Hi,
I have epithelial cells subsetted for different samples. When I aggregate the counts for this cell type for each sample to create a pseudobulk counts matrix, should I be dividing by the number of total cells to account for the differences in cell count between samples? The reason I ask is because if one sample had higher cell number, then some genes, when aggregated, would have higher counts relative to another sample that had lower total cell number. This would then induce that this gene is differentially expressed between those two samples when that is just an artifact of the total cell counts each sample had. I was following this tutorial and they do not do this but crossed my mind (https://hbctraining.github.io/scRNA-seq_online/lessons/pseudobulk_DESeq2_scrnaseq.html). Would appreciate any guidance. Thank you
Hi,
Thank you for the clarification. So you are saying I do not need to divide by the total cell count before aggregating as when I take the aggregated raw counts through the DESeq2 pipeline, it will normalize the counts with respect library size (or sequencing depth) as well. Also, what is the cutoff for very few cells or difference is cell numbers. Like, I have some samples with counts in the 500, 600, 700s while others in 2 or 3 thousands. I would think these cell counts should not be a problem, Appreciate your help and overall makes much more sense.

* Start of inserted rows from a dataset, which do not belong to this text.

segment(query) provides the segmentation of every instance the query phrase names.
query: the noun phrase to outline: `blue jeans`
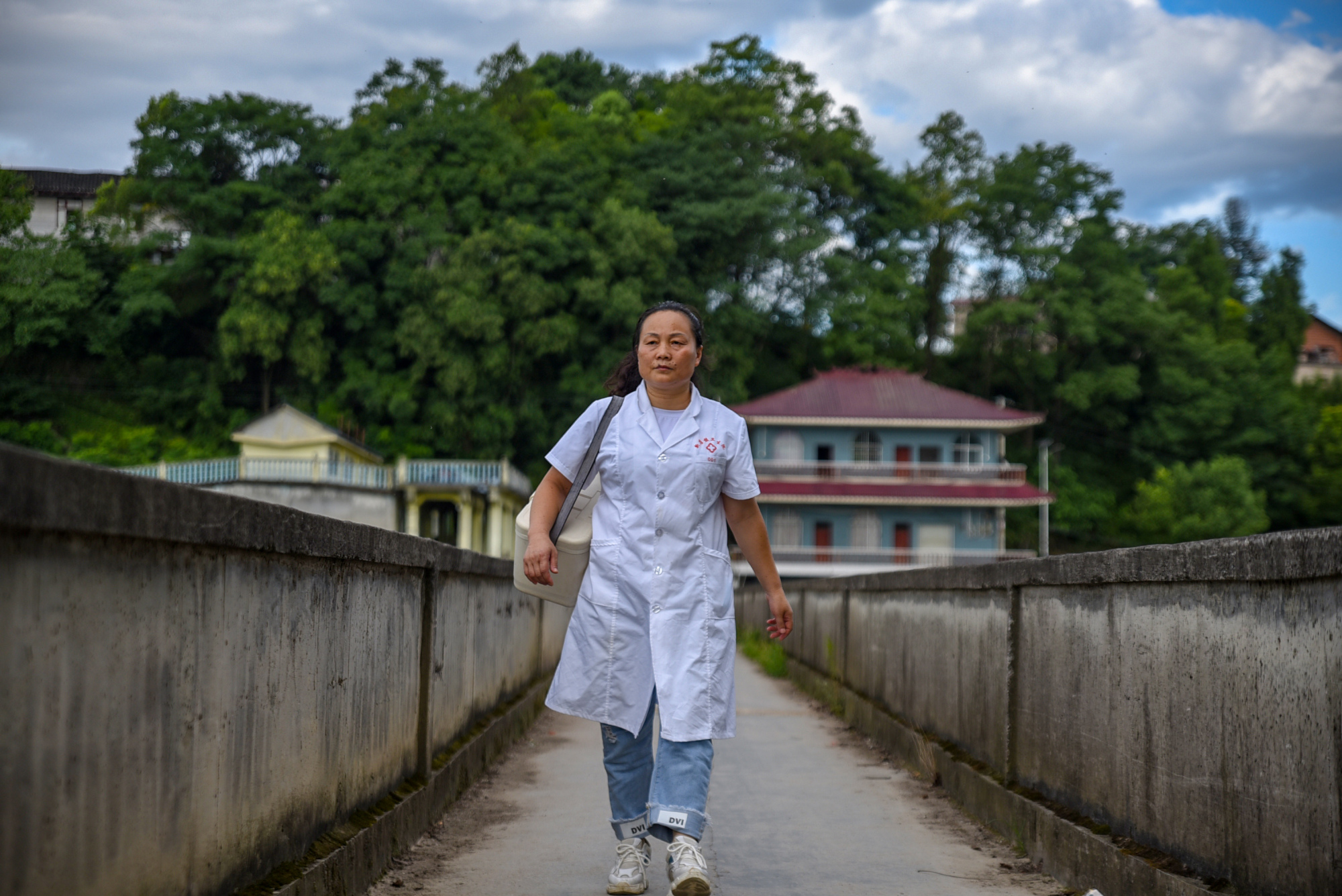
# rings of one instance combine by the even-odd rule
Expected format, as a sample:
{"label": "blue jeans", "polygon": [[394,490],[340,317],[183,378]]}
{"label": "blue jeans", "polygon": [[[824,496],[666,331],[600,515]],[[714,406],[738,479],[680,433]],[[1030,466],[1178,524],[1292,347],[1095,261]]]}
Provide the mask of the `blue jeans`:
{"label": "blue jeans", "polygon": [[671,842],[683,832],[703,837],[709,821],[709,775],[713,740],[658,738],[652,758],[654,691],[643,728],[632,735],[613,724],[601,726],[605,779],[611,787],[611,828],[620,840],[652,836]]}

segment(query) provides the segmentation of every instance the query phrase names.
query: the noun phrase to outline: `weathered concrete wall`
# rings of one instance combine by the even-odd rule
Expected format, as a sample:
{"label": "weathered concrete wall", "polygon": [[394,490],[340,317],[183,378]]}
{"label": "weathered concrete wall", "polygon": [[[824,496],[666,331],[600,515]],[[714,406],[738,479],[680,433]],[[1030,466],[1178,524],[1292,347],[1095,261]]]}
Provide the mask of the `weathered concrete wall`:
{"label": "weathered concrete wall", "polygon": [[553,668],[511,565],[0,447],[0,892],[225,893]]}
{"label": "weathered concrete wall", "polygon": [[396,531],[396,495],[392,492],[349,486],[248,482],[211,486],[211,490]]}
{"label": "weathered concrete wall", "polygon": [[1243,893],[1342,892],[1342,530],[790,594],[792,656],[1001,779]]}

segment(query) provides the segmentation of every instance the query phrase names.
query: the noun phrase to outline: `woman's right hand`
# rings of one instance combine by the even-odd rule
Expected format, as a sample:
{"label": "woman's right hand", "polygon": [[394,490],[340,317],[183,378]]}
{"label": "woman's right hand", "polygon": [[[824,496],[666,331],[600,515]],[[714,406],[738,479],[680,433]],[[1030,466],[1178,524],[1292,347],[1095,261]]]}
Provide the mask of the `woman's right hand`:
{"label": "woman's right hand", "polygon": [[554,585],[550,574],[560,571],[560,551],[556,550],[549,534],[527,535],[522,571],[533,585]]}

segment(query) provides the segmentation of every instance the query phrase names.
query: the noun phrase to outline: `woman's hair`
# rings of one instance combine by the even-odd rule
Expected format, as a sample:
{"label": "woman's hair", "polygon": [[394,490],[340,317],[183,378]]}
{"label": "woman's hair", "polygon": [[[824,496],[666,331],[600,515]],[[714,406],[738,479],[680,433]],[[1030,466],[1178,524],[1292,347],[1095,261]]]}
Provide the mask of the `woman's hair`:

There's no hard and fast numbers, as it depends on the technology and seq depth you have, but generally once you get into the few dozen cells category, it tends to be okay in my experience.
Thank you!. And am doing check on all my samples but just wanted your opinion, which is very much appreciated.
Agreed. In my head the cutoff is always 50 cells (no basis for this, it's just my head). The issue in single-cell is that per cell you often miss many expressed genes. Hence, you want a good number of cells in the bulk so genes that are expressed aren't missed by dropouts. Agree with Jared that usually a few dozen give reasonable results. If discrepancy is big, like 50 vs 2000, I sometimes simply subsample the big one, then do DE analysis, repeat 1000 times and take the average of logFC and pvalues. Not sure whether statisticians like that, but it gives me a feel how robust that all is.